Text Categorization

WSD Test2 (MSH WSD Set)

This test uses MSH WSD Set data. Once the new database and data files are ready, we can run the WSD test2 as follows:

  • Setup input data:
    • Files:
      • release -> ../Org/release/ (MSH WSD Set from Antonio Yepes)
      • MRSTY.2009AB

      • shell> cd /nfsvol/crfiler-lex/Lu/Test/TC/WsdTest2/bin/
      • shell> runProg ModifyAmbiguousWords
      • shell> 1.SetupInputs

  • Run WSD Test:
    • shell> cd ${TC_TEST}/WsdTest/bin
    • shell> 2.TestWsd

  • Get the Statistic Report:
    • shell> cd ${TC_TEST}/WsdTest/bin
    • shell> 3.TestWsdStats

  • Run WSD and Get the Statistic Report:
    • shell> cd ${TC_TEST}/WsdTest/bin
    • shell> 4.TestAll
      This step can be used to replace above two steps

  • Get all Statistic Reports:
    • shell> cd ${TC_TEST}/WsdTest/bin
    • shell> 5.GetAllStats
      Generate all stats.rpt.*

  • Data files:
    • ${TC_TEST}/WsdTest2/data/Output/${YEAR}/${CASE}/${SCORE}/${WORD}.out
    • ${TC_TEST}/WsdTest2/data/Output/${YEAR}/${CASE}/${SCORE}/Stats.rpt.*
    • Please refer to MSH WSD Test results for test details

  • MSH WSD Set Background
    • Details (Antonio Jimeno-Yepes): MSH WSD Set
    • Algorithm for generate MSH WSD Set:
      1. Find ambiguous words from MRCONSO with English, MSH, and multiple CUIs
      2. Go through all MEDLINE (2009AB, ~ 28 million citations) with ambiguous words
      3. Get the assigned MH (MeSH)
      4. Mapped MH to CUI (MRCONSO, 1-1 relationship, not ambiguous)
      5. Filter out if assigned MHs contain multiple CUIs (ambiguous)
    • Summary:
      • 203 ambiguous entities
        • 106 ambiguous abbreviations
        • 88 ambiguous terms
        • 9 combination of ambiguous abbreviations and terms
      • Total 37,888 instances (203 entities x 2~3 senses x 100 max. instances)
    • Summary for count:
      • document count for each sense for all ambiguous word in MSH WSD Set
      • Used for weighted precision

  • Discussion & Future Work:
    • Length of Ambiguous Words:
      StWsd force Ambiguous Words to be legal word.
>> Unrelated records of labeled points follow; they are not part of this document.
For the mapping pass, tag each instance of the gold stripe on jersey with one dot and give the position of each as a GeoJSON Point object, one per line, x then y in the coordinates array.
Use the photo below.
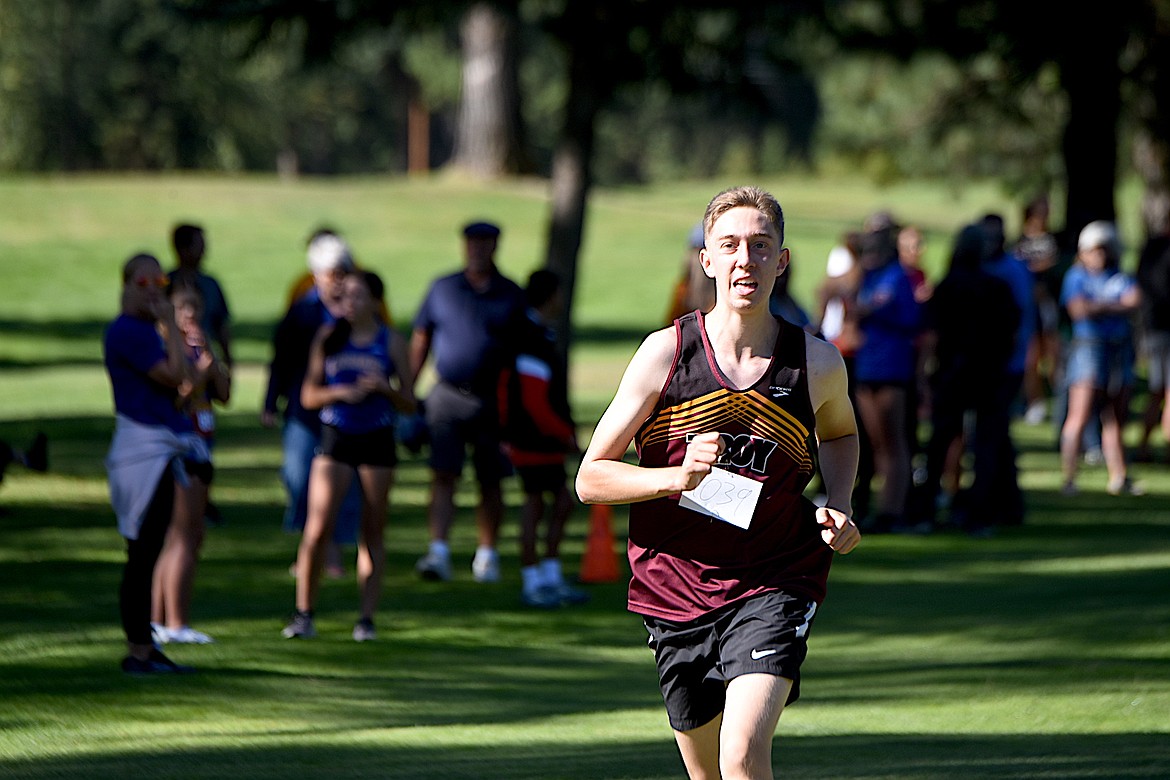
{"type": "Point", "coordinates": [752, 409]}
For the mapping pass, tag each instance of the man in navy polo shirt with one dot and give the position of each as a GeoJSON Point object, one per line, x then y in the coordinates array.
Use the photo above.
{"type": "Point", "coordinates": [465, 322]}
However, TC package ignore all word with length less than 3 (<= 3). In other words, there is no entry in TC tables for any word with length less than 3. So, it is possible that no legal words exist for a StWsd instance when the ambiguous word is less than 3. Such case results in no answer found.
    • Legal ST:
      The MSH WSD set used 2009AB Metathesaurus. However, not all the mapped ST exist for all version of StWsd. For example, 2011/Wasp/M2: C0043041|T009|Invertebrate does not exist in TC.2011 and thus the ST is not legal. In such case, all answer are found to be M1 and results in a 50% precision.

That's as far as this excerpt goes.